Mason said, “Emily Milicant has taken a run-out powder. She sent me a phoney letter from a Yuma hotel, hoping that would pull the wool over my eyes.”
“She isn’t there?” Leeds asked, his voice either showing surprise or a well-simulated imitation.
“No,” Mason said. “That hotel has no party by that name stopping there — no one at all who answers the description.”
Leeds digested the information in thoughtful silence.
“Suppose,” Mason said, “you tell me a little more about Hogarty.”
“Suppose I don’t?”
“In that event,” Mason said, “I’ll fill in the gaps as best I can, and do as I see fit.”
“What makes you think Emily killed him?”
“Lots of things,”Mason said. “I don’t think you’re the type who would run away from a killing in a fair fight, and I don’t think you’d kill a man deliberately unless you did it to protect someone you loved.
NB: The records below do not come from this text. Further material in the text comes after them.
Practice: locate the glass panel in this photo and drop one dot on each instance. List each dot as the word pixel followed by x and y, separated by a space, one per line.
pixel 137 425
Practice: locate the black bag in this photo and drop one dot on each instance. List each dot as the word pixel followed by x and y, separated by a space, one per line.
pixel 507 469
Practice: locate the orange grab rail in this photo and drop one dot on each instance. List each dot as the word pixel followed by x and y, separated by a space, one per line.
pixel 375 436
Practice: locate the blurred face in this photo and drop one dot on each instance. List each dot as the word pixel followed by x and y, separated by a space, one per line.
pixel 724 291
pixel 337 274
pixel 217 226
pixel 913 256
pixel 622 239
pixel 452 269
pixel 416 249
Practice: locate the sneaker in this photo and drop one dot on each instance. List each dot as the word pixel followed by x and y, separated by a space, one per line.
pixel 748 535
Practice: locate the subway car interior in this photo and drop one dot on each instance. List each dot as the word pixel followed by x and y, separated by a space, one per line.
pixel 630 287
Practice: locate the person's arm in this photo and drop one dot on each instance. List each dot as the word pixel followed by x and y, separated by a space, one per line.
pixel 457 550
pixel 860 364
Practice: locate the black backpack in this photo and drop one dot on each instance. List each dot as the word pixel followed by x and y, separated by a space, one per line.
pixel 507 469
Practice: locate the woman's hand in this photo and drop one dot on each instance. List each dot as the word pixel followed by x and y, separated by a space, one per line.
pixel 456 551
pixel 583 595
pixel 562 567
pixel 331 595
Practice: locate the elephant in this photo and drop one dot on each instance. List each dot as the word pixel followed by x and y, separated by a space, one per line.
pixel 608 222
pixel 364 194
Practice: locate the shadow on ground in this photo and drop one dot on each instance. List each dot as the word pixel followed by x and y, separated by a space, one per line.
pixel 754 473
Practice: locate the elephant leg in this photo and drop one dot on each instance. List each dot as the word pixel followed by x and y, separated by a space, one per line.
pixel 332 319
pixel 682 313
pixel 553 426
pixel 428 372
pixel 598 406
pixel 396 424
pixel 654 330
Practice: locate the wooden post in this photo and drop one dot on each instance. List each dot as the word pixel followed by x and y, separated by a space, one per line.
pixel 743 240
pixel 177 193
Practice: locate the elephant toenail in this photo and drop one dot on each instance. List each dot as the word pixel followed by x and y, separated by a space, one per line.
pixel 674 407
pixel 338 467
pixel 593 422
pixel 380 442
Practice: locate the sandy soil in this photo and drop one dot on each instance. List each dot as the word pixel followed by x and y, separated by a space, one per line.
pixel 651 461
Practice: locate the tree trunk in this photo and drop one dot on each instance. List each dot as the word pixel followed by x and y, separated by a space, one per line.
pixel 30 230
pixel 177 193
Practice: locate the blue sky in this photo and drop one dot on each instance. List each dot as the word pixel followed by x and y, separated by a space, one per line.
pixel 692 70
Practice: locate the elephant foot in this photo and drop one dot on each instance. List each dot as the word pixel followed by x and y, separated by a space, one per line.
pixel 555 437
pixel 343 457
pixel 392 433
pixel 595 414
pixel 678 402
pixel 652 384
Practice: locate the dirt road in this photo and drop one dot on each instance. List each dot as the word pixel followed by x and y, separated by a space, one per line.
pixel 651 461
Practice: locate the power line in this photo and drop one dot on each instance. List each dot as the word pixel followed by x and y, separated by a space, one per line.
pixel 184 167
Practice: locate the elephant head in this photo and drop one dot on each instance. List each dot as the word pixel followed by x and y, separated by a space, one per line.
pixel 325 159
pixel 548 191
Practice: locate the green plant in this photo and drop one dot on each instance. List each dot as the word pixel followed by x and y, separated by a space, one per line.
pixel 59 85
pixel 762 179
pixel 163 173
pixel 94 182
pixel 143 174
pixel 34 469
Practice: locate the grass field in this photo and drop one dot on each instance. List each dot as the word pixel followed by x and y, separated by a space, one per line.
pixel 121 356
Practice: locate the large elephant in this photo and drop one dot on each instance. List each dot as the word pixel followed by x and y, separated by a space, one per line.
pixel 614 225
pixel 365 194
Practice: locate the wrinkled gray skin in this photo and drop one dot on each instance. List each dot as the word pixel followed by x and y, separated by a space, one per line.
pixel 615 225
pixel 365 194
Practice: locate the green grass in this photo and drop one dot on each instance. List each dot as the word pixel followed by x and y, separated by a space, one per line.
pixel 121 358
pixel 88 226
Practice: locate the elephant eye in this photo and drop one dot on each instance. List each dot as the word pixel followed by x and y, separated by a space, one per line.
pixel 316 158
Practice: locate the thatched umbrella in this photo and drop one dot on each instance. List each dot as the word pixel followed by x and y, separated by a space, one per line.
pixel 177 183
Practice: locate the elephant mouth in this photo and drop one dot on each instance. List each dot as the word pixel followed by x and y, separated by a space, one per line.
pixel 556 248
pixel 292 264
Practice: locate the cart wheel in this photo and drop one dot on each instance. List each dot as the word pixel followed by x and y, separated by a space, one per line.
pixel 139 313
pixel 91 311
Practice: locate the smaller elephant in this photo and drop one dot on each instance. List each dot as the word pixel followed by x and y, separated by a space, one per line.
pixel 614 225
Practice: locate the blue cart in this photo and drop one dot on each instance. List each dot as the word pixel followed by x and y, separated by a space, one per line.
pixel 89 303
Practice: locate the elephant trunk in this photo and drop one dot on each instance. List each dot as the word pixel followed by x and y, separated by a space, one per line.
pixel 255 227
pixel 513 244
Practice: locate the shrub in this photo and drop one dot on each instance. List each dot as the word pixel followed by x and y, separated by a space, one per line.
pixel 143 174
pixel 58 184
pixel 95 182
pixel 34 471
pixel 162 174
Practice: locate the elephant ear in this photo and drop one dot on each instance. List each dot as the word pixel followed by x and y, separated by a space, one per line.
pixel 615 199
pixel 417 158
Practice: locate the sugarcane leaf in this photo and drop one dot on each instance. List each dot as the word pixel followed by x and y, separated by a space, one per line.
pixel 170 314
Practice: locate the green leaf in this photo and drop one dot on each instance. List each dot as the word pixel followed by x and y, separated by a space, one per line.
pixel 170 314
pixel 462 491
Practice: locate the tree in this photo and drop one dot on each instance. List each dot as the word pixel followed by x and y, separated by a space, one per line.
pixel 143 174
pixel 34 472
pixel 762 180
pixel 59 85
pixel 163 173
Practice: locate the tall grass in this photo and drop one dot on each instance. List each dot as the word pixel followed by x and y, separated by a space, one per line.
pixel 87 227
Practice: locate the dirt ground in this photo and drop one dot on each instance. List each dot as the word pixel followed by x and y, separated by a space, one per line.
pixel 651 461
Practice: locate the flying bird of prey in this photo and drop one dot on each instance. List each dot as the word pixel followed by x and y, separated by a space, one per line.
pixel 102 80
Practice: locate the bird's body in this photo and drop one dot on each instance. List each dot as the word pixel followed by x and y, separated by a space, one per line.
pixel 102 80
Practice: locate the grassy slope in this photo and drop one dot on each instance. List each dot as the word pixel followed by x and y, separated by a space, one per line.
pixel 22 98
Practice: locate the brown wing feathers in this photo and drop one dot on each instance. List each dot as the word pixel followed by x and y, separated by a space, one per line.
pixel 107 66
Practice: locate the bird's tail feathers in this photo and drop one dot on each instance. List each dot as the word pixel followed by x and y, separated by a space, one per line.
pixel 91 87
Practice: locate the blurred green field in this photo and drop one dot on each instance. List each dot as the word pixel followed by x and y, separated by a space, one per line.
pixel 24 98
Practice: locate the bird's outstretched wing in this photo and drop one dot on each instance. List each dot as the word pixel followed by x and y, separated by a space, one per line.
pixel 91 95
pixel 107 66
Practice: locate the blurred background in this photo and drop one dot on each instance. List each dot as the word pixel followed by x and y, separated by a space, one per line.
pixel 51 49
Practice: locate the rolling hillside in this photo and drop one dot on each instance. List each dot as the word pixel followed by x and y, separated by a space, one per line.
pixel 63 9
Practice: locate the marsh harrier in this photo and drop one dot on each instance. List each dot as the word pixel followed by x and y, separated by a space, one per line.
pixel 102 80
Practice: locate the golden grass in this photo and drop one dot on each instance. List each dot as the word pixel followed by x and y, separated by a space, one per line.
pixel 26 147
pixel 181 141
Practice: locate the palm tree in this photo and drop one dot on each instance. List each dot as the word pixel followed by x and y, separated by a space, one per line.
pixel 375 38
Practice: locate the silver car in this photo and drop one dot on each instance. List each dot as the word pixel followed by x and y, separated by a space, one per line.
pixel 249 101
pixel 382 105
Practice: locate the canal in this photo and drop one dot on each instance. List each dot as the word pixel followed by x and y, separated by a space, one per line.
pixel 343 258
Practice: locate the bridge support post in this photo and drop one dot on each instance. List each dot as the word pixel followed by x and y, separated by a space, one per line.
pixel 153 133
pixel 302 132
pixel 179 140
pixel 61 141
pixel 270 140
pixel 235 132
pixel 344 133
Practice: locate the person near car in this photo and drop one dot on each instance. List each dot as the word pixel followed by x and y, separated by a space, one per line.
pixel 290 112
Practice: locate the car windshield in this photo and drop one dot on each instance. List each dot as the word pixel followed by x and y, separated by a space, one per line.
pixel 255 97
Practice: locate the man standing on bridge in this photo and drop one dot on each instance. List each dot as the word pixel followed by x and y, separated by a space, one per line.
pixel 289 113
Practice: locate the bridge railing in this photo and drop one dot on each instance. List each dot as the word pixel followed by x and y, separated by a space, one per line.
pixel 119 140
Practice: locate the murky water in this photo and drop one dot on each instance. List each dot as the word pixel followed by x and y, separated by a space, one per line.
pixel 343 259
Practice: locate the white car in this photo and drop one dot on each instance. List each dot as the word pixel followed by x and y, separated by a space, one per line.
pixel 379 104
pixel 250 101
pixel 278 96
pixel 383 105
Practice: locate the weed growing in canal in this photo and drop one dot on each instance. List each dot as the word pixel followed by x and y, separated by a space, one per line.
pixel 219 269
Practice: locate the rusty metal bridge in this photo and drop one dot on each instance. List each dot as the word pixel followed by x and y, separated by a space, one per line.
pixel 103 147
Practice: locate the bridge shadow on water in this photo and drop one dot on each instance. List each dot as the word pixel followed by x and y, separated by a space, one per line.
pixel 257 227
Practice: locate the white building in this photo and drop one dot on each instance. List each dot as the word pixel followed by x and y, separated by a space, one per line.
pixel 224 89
If you’d done that up in the Yukon, there’d have been two witnesses — you and Emily. You’d have stayed and faced the music.”
Leeds twisted his long fingers together. “Emily,” he said, “was high-spirited. She was fond of adventure, and the restrictions which were carried over as an aftermath of the gay nineties, didn’t appeal to her in the least. She went very much on her own. She was very willful, very determined, and very independent.”